La expectativa de que un tratamiento funcione puede influir en la percepción del dolor, el descanso o el alivio de ciertos síntomas. Ese fenómeno, conocido como efecto placebo, ocupa desde hace años un lugar en la investigación médica y en el análisis del vínculo entre mente y cuerpo.
La Cleveland Clinic explicó que una intervención sin acción farmacológica directa puede generar mejorías percibidas cuando la persona cree que recibirá un beneficio.
Para Teresa Myers, especialista en medicina familiar de Cleveland Clinic, el fenómeno muestra hasta qué punto la disposición del paciente puede incidir en la experiencia del tratamiento. La especialista señaló que “no hacen nada, fisiológicamente hablando”, aunque en algunos casos esa respuesta subjetiva alcanza para producir una sensación de alivio.
El uso de la sustancia inerte resulta habitual en los ensayos clínicos. En esos estudios, un grupo recibe el tratamiento en evaluación y otro accede a una sustancia o procedimiento inactivo, como una pastilla de azúcar o una inyección salina.

Luego, los investigadores comparan la evolución de ambos grupos para determinar si el fármaco analizado ofrece una ventaja real. Según detalló la Cleveland Clinic, un tratamiento solo se considera eficaz si supera de manera significativa la respuesta observada en el grupo placebo.
Ese punto explica el interés médico. En muchas pruebas, ambos grupos mejoran. Tomar una pastilla, recibir una indicación profesional o sumarse a una rutina puede generar una respuesta subjetiva favorable.
Cómo actúa el efecto placebo
El artículo de la Cleveland Clinic menciona un caso frecuente: alguien que suele sentirse mejor tras tomar acetaminofén puede comenzar a registrar alivio en menos tiempo por la asociación repetida entre ese acto y la desaparición del malestar. Myers definió ese mecanismo como “una profecía autocumplida”. A su juicio, el ritual mismo de medicarse puede adquirir un valor reparador dentro de la percepción del paciente.

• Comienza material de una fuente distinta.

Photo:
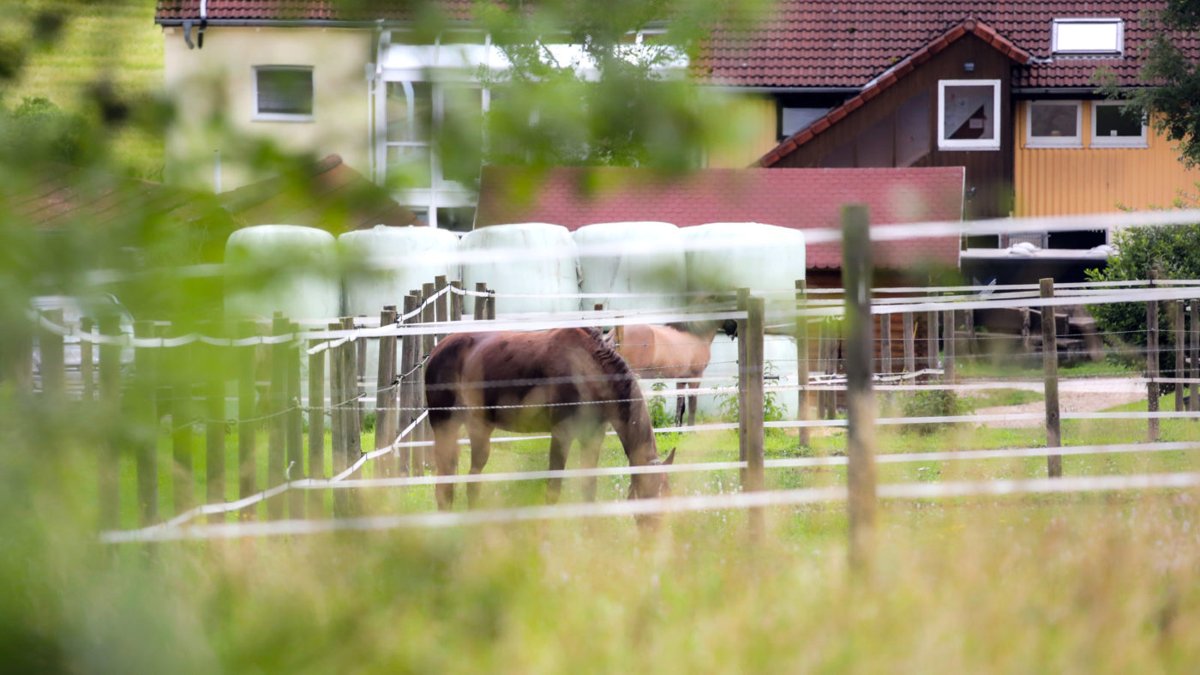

Ese circuito también puede involucrar respuestas biológicas. Si una persona toma una sustancia inerte con la convicción de que la ayudará a relajarse o dormir, el cerebro puede modificar ciertos procesos vinculados al estrés. Entre ellos, la reducción en la producción de hormonas asociadas a la tensión y la liberación de endorfinas, compuestos ligados al bienestar. La creencia, en ese marco, puede traducirse en efectos mensurables sobre la experiencia física, aunque el producto administrado carezca de un principio activo.
Qué es el efecto nocebo
La misma lógica admite su contracara. La Cleveland Clinic recordó que existe el llamado efecto nocebo, que aparece cuando las expectativas negativas se imponen antes de una intervención médica.
En esas circunstancias, el temor a sufrir consecuencias adversas o la desconfianza frente al tratamiento puede empeorar la percepción del resultado. Myers resumió esa idea con otra frase citada por el centro de salud: “El cerebro es una herramienta poderosa. Lo que piensas, lo traes a la realidad, sea bueno, malo o indiferente”.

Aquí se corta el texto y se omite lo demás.